Alisporivir (Debio 025) is a non-immunosuppressive cyclophilin inhibitor that was primarily developed for hepatitis C treatment. There is no evidence in the provided literature or current guidelines suggesting any role for Alisporivir in treating Alport syndrome:

• None of the guidelines mention Alisporivir for Alport syndrome management
• No clinical trials have evaluated Alisporivir specifically for Alport syndrome
• The mechanism of action of Alisporivir does not directly address the underlying pathophysiology of Alport syndrome (defective type IV collagen)

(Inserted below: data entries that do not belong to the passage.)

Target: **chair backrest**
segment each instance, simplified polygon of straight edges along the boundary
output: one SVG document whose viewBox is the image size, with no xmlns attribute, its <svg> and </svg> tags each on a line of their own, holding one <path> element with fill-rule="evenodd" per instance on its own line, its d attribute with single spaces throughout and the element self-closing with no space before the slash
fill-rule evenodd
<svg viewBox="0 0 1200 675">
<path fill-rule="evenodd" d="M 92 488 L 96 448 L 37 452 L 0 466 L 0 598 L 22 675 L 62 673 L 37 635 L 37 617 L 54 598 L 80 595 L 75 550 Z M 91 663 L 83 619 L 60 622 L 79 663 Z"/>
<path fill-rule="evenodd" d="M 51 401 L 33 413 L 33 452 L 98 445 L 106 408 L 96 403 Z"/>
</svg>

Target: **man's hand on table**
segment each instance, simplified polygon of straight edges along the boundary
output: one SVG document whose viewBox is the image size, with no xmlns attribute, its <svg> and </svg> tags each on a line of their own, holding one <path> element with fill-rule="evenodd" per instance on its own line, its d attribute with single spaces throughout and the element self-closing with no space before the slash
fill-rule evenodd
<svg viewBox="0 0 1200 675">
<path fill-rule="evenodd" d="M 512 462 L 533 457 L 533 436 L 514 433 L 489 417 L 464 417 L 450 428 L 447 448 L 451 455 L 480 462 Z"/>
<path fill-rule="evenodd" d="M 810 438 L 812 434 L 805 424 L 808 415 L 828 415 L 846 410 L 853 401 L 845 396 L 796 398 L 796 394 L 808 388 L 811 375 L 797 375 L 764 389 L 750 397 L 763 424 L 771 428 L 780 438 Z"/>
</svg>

Clinical Approach to Alport Syndrome Management

1. Early diagnosis:

   • Kidney biopsy is the gold standard for diagnostic evaluation 1
   • Genetic testing for mutations in COL4A3, COL4A4, and COL4A5 genes

2. Treatment initiation:

   • Start RAAS blockers at early stages of disease
   • Monitor for proteinuria and kidney function

3. Regular monitoring:

   • Kidney function (eGFR)
   • Proteinuria
   • Hearing assessment 1

4. Consider referral for kidney transplantation when approaching end-stage kidney disease

Conclusion

Based on current evidence, Alisporivir (Debio 025) has no established role in treating Alport syndrome. The standard of care remains RAAS blockade, which has demonstrated efficacy in slowing disease progression. Future therapies targeting the underlying pathophysiology of Alport syndrome are under investigation, but none have yet replaced RAAS blockers as first-line therapy.